Putting Text Analytics To Work
There are three types of people in this world. Those who are good at math and those who are not. According to an IBM Marketing Cloud study, 90% of the data on the internet has been created since 2016 and the vast majority is not numbers. Those who are not good at math are adding to the worlds corpus primarily through social media. Every minute on Facebook over half a million new comments are posted, 293,000 statuses are updated, and 136,000 photos are uploaded.
Text analytics lets the type of people who are good at math meet those who have delivered a staggering amount of words to the internet together. The last several years have demonstrated a growing adoption of software for improved decision making utilizing text analytics.
We see organizations using data more strategically to discover hidden relationships. Until recently, the vast majority of information we were able examine for clients largely numerical data housed in relational databases. Yet an estimated 75 percent or more of any organizations information is unstructured. Add to this the unstructured information about any particular company or industry online and the the volume of information that can be gleaned is staggering.
The purpose of text mining is to process this unstructured information, extract meaningful numeric indexes from the text, and then access the information in the text to the various data algorithms and machine learning. Information can be extracted to derive summaries for the words contained in the documents or to calculate summaries for the documents based on the words they contain, the emotions they are conveying, or even more sophisticated types of analysis.

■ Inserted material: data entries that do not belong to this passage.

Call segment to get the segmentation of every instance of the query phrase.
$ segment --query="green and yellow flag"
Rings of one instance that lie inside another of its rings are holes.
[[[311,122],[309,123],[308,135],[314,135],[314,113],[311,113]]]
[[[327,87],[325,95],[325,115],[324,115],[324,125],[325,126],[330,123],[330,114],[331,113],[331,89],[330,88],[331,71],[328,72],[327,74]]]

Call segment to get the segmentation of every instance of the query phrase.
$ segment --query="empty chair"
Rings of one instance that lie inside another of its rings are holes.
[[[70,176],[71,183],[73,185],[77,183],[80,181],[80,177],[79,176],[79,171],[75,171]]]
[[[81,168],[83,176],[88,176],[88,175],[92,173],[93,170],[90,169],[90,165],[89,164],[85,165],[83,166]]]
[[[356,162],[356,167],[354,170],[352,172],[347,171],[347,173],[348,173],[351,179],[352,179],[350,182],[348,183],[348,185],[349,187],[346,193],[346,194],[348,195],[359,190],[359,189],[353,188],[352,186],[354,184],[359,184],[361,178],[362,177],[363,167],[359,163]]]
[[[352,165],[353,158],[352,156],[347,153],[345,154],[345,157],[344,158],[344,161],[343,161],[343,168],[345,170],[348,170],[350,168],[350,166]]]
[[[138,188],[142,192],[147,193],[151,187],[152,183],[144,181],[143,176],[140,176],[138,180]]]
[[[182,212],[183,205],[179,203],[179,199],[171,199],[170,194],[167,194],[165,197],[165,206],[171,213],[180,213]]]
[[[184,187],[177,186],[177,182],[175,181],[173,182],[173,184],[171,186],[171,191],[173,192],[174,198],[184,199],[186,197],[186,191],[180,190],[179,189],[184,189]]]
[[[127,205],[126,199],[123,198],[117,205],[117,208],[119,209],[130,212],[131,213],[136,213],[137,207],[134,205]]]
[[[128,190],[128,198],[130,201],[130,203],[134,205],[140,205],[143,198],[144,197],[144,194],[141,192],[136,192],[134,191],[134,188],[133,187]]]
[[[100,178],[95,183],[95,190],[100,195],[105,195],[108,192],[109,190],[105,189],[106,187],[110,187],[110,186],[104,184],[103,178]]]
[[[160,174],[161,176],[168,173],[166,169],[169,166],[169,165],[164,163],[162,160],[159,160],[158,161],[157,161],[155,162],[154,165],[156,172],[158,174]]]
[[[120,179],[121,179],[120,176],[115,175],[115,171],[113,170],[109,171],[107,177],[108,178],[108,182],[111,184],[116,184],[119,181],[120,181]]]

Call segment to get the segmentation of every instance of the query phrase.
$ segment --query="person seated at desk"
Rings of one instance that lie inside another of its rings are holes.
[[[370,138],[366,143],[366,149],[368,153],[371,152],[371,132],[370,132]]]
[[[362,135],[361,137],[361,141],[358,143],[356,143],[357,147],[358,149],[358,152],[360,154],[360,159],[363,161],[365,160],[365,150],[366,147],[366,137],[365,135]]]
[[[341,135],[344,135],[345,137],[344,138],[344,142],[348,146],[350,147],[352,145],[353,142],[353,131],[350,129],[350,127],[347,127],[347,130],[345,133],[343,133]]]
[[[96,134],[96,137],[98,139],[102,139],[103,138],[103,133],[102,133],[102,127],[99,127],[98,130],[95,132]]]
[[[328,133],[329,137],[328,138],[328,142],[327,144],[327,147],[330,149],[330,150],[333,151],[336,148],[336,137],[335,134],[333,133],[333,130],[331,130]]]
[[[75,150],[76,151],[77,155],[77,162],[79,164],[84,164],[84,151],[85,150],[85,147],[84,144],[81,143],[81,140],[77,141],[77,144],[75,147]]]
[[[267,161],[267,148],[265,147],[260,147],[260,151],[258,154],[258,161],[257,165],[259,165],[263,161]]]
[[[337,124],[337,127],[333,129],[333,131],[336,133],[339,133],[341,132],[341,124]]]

What business value may be gathered if analytical powered programs may be augmented with information gleaned from free form text? While information organization is certainly an important capacity of this type of analysis, we think the real value is deeper. We see the most potential in using text analytics to aid in discovery. Algorithms and machine learning allow for uncovering trends and patterns that would be otherwise unseen. This is not very different from the way we’ve seen revolutions in data analytics before, only now we can start to allow forecasting from the incredible amount of textual information now available.
It’s an exciting time in the field of text analytics. We’re enjoying the discovery, not only of the insights for our clients, but also of the continued expansion of the methodologies and outputs that text analytics can provide.